As I write this column in late August, 81 linemen from eight Kentucky electric co-ops are driving toward the wind and rain of Hurricane Isaac, to help get the lights back on for companion co-ops in Louisiana.
More co-ops are standing by to help if they’re needed. And that’s just the latest development. For the past week a Louisville-based co-op, United Utility Supply, has been shipping transformers and other repair materials to Alabama and Florida, to prepare for the restoration operations.
That convoy of co-op linemen is no spur-of-the-moment reaction of sympathy. It’s part of a well-planned business strategy that places service to co-op customer/members and their communities as the top priority.
That business model goes back hundreds of years, when co-ops first formed around a set of what have been developed into seven principles. One of those principles worth noting is “Cooperation among cooperatives.” That’s at the core of why those Kentucky linemen headed south. It’s compassionate, but also smart, hard-headed business—not many of us have forgotten linemen traveling up from the south to help us with tornadoes and wind and ice storms in the past few years.
This issue of Kentucky Living delivers some in-depth background on how co-ops keep that user-owned, community focus alive.
The “Stalking the Weather” feature shows how Kentucky is leading the way with a network of new weather stations that will help electric utility planning with better weather predictions.
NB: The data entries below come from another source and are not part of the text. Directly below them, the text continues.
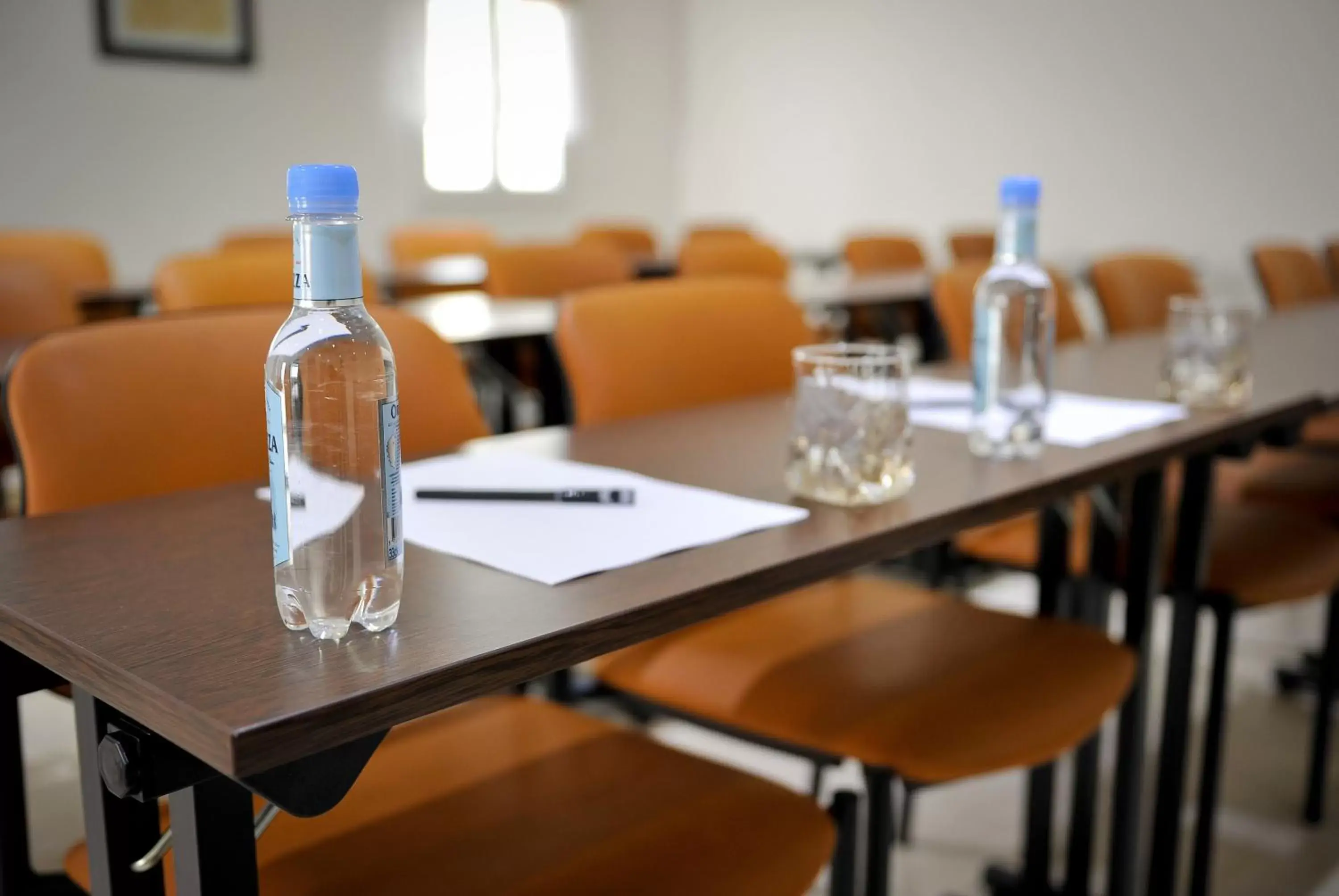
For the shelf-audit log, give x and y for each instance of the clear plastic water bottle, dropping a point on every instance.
(333, 418)
(1014, 335)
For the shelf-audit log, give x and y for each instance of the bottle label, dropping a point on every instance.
(1017, 236)
(326, 263)
(391, 480)
(278, 475)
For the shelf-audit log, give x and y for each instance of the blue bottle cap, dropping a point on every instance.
(322, 189)
(1021, 191)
You can read about the kind of guys who drive into the teeth of a storm to help restore power in the Co-operations column. Their swashbuckling culture goes on display every year at the Lineman’s Rodeo, where they show their skills and safety sense.
And you can find out how to save money on your electricity use in the Kentucky Living 2012 Energy Guide. This is the fourth year in a row for this comprehensive how-to handbook for getting the most out of your energy dollar.
From helping storm victims to describing how to save money by caulking leaks in your house, electric co-ops show how it’s good business to be a good neighbor.